Most companies are targeted. And for good reason: your data and credentials are incredibly valuable to fraudsters, especially at large companies.
Against this backdrop, credential theft has become the preferred attack vector for many hackers, as evidenced by both the recent breach of information systems at Dick’s Sporting Goods and the growing fallout from the National Public Data breach in April, which exposed the personal information of billions of people.
The reasons for this are relatively simple: Stolen credentials can grant direct access to internal systems, often without immediately raising alarms. With these credentials, attackers can move laterally within a network, exfiltrate data, or deploy ransomware with minimal resistance.
For cyber criminals, the appeal lies not only in immediate access, but also in the ability to remain undetected for longer periods of time and thus maximize the damage.
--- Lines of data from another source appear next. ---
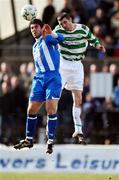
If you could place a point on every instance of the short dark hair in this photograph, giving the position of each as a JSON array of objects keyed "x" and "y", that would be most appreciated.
[
  {"x": 63, "y": 15},
  {"x": 36, "y": 21}
]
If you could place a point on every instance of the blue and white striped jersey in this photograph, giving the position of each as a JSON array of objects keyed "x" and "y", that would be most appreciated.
[{"x": 46, "y": 54}]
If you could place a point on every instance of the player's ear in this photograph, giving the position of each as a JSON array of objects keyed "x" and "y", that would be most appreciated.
[{"x": 46, "y": 29}]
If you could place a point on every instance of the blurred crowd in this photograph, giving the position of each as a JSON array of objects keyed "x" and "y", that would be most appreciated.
[
  {"x": 101, "y": 16},
  {"x": 99, "y": 114}
]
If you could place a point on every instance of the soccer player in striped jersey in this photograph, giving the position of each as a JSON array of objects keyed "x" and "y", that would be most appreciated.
[
  {"x": 72, "y": 51},
  {"x": 46, "y": 85}
]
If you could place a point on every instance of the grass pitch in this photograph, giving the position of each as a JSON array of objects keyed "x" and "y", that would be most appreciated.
[{"x": 56, "y": 176}]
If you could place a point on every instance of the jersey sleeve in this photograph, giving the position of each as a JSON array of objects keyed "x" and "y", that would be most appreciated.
[{"x": 50, "y": 39}]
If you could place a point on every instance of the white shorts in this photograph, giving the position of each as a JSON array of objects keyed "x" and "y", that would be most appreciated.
[{"x": 72, "y": 73}]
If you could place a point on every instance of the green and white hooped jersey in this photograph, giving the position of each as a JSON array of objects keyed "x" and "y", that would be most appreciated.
[{"x": 74, "y": 46}]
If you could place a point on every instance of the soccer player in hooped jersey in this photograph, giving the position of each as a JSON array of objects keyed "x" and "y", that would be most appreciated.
[
  {"x": 46, "y": 85},
  {"x": 72, "y": 51}
]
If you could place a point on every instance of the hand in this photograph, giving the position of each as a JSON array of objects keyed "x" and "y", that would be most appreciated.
[
  {"x": 100, "y": 48},
  {"x": 46, "y": 30}
]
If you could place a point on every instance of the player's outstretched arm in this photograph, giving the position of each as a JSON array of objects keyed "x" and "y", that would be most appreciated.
[{"x": 100, "y": 48}]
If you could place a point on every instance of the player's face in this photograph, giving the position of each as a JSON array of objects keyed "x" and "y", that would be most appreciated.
[
  {"x": 66, "y": 24},
  {"x": 35, "y": 30}
]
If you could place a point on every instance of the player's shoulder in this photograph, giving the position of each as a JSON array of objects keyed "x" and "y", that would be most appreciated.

In the Dick’s Sporting Goods case, hackers used stolen credentials to gain access to sensitive customer data, resulting in a data breach that compromised millions of accounts. The National Public Data breach also highlighted the far-reaching consequences of stealing a single set of credentials, potentially exposing large amounts of personal information.
Even though cyber and data breaches are becoming almost inevitable, that doesn’t mean companies should sit back and accept intruders.
Read more: Why business email fraud targets valuable B2B relationships
How companies can prevent disasters
In today’s digital landscape, large organizations remain attractive targets for cybercriminals. The combination of valuable data, complex systems and the possibility of significant ransom payments makes them particularly vulnerable.
By understanding attackers’ methods and implementing a layered security approach, organizations can take important steps to prevent a disruption from escalating into a disaster.
In interviews for the What’s Next in Payments series, executives told PYMNTS that a layered security strategy, also known as defense in depth, is critical to reducing risk at multiple levels. This approach means implementing multiple defenses across the entire corporate network.
If an attacker gains initial access using stolen credentials, the potential for escalation is significant. What begins as a minor disruption – such as a temporary data breach or unauthorized access – can quickly escalate into a catastrophe.
“You may not have realized it yet, but they’re going to hit you,” Garrett Laird, director of product management at Amount, told PYMNTS. “The scammers are idiots – and they like to hit you on holidays and weekends, at 2 a.m..”
Typically, the larger the organization, the more complex its IT infrastructure is. This complexity can create security gaps and provide attackers with multiple entry points. Large companies often have extensive supply chains where every link can be a potential vulnerability. Hackers often target these weaker links to gain access to the entire organization. Once inside the network, attackers can move laterally, gaining access to more sensitive systems and data. This movement is often unnoticed, allowing the attacker to remain undetected.
Read more: The consequences of Delta and CrowdStrike show why companies need a recovery plan
Reduce the risk of initial access through stolen credentials
As long as there is valuable data to steal or systems to exploit, cybercriminals will continue to innovate and develop new methods to penetrate even the most secure networks. No organization, regardless of size or industry, can ever be completely immune to cyberattacks. While it may be impossible to prevent all breaches, organizations can and must take steps to minimize the damage and impact when they do occur.
It is critical to have a well-defined incident response plan. This plan should include clear steps to contain a breach, mitigate damage, and communicate with stakeholders. Regular exercises can help ensure the plan can be implemented effectively, even under pressure.
According to Dick’s filing with the U.S. Securities and Exchange Commission (SEC) regarding the recent cyberattack, “immediately after becoming aware of the incident, the Company activated its cybersecurity response plan and engaged its third-party cybersecurity experts to investigate, isolate and contain the threat.”
Segmentation is critical, especially in separating employee networks from sensitive areas to minimize the risk of internal breaches.
David Drossman, chief information security officer at The Clearing House, described it to PYMNTS as building a “maze of controls” to mitigate damage even if one layer fails.